Nova-3 is Deepgram’s latest model, which was released in February 2025, as an upgraded version of their proprietary STT model Nova-2. 

The model achieve one of the best WER on the market: 6.84% (average across all domains). This number is relevant for streaming audio, and for the batch data (pre-recorded audio) it is even lower: 5.26%.

Nova-3 supports 36 languages and dialects and can switch between recognizing 10 different languages in real time. This means that if an English-speaking speaker throws in a couple of Spanish words, the model will interpret them correctly.

The Deepgram’s STT model costs $0.0077 per minute for streaming audio.


#2 OpenAI Whisper V3

The STT model from OpenAI, Whisper, was first introduced in September 2022 and has since been updated twice, in December 2022 (V2) and November 2023 (V3). The model is available in five variants: from tiny to large.

Whisper was designed to be as versatile as possible, working with 99 languages worldwide. But because of this, it is difficult to evaluate its effectiveness in each specific case. For instance, the WER for English can be as low as 5–6%, while for Scandinavian languages, it ranges from 8–10%. The average WER reported for Whisper is approximately 10.6%.

The model is effective in real-world scenarios, particularly in environments with background noise or heavy accents. However, there can be limitations regarding speed and operational complexity, especially when dealing with large volumes of audio data. 

OpenAI offers Whisper as an open-source model, meaning it is free to use. However, for those utilizing the Whisper API, pricing details may vary based on usage and specific implementation. It starts from $0.006 per minute.


#3 AssemblyAI Universal-2

AssemblyAI has one of the latest updates on the STT market: their Universal-2 came out in November 2024, as an improved version of the Universal-1 model. It comes in two options: Best and Nano. Nano is an advanced option that supports over 102 languages, while Best works with 20.

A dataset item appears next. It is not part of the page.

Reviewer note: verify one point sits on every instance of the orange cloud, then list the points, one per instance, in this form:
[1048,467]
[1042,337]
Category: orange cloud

As of early 2025, the model from AssemblyAI can be considered one of the most accurate on the market. It has an average WER of 6.68%. Reviews write that Universal-2 copes especially well with medical and sales domains. Universal-2 employs an all-neural architecture for text formatting, significantly improving the readability of transcripts. This includes context-aware punctuation and casing.

AssemblyAI offers a pay-as-you-go pricing model starting at $0.00025 per second, which is approximately $0.015 per minute for transcription services. Additional costs may apply for advanced features like speaker detection or sentiment analysis.


#4 Speechmatics Ursa 2

The latest and most advanced STT model from Speechmatics is called Ursa 2. It was released in October 2024. The update added new languages (e.g. Arabic dialects), expanding the list to 50. The new version also improved the accuracy and speed of the model. In certain languages, such as Spanish and Polish, Ursa 2 is the market leader with 3.3% and 4.4% WER respectively.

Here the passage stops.